A new UK-based trial of Roche's Avastin demonstrates that it improves overall survival (OS) in women with high-risk advanced ovarian cancer, bringing new hope to patients despite the drug not being routinely available on the National Health Service.
Data out this morning show that women at highest risk of their cancer recurring given Avastin in combination with chemotherapy, and then continued maintenance Avastin, lived on average 9.4 months longer than those on chemotherapy alone (median OS 39.7 months vs. 30.3 months).
According to study lead Timothy Perren, from Leeds Teaching Hospitals NHS Trust, the improvements seen in OS in the trial "are a real breakthrough".
"We already knew Avastin delays the time to disease progression for women with this disease.
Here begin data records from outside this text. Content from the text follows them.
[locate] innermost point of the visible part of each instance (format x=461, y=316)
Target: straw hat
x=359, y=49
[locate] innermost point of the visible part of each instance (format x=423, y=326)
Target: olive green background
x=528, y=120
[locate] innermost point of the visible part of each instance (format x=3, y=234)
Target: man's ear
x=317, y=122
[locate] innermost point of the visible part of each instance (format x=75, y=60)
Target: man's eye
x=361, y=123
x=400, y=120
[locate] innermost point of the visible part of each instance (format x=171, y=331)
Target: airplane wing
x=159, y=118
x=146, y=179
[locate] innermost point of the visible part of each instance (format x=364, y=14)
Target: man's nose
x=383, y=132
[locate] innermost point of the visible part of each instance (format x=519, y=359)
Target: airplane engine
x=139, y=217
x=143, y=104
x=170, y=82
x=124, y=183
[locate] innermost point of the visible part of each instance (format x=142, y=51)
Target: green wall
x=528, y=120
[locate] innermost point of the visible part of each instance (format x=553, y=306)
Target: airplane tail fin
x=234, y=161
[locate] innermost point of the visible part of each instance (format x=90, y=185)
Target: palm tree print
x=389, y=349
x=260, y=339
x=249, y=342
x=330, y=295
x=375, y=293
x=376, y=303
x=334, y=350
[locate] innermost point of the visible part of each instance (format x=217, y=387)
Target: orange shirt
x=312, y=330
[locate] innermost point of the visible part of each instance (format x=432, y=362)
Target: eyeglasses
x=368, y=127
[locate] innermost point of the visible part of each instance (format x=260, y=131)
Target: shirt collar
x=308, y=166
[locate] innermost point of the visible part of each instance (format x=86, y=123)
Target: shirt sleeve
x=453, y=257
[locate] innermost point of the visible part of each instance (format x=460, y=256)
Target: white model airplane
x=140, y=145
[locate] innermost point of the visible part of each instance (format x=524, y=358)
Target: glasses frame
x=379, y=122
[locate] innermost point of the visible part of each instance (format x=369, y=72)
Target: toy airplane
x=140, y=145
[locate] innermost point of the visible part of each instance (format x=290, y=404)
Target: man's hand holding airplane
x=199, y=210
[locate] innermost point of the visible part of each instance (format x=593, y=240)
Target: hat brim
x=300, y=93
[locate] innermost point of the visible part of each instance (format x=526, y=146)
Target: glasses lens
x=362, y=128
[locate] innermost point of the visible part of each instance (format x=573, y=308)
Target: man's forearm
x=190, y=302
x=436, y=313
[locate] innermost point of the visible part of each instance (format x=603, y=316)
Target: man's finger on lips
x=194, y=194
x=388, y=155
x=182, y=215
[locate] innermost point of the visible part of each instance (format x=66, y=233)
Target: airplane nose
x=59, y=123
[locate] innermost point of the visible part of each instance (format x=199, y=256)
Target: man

We now know Avastin also significantly extends some patient’s lives", he said.
Around 7,000 new cases of ovarian cancer are diagnosed in the UK every year, but 85% of cases are diagnosed when the disease has already spread beyond the ovaries, leaving patients with few treatment options.
According to Roche, Avastin is "the first drug that has been shown to improve outcomes for women with advanced ovarian cancer for the past 15 years".
And yet, despite the UK having one of the highest incidences of the disease in Europe, as well as one of the highest associated mortality rates, NHS cost regulators have rejected the drug's use in ovarian cancer, barring patients from routine access to treatment, on grounds that it does not offer value for money.
Patients in England are, however, able to access Avastin (should their clinician deem it appropriate) through the Cancer Drugs Fund, funding for which was recently extended by the government until 2016. But there is no such fund for women living in Wales, Scotland and Northern Ireland.
New Actemra okay
Meantime, the US Food and Drug Administration has approved a subcutaneous formulation of Roche's Actemra (tocilizumab) for the treatment of adults with moderately to severely active rheumatoid arthritis, who have used one or more disease-modifying antirheumatic drugs. Like the intravenous formulation, the SC version can be used both as a single-agent therapy and in combination with methotrexate or other non-biologic DMARDs.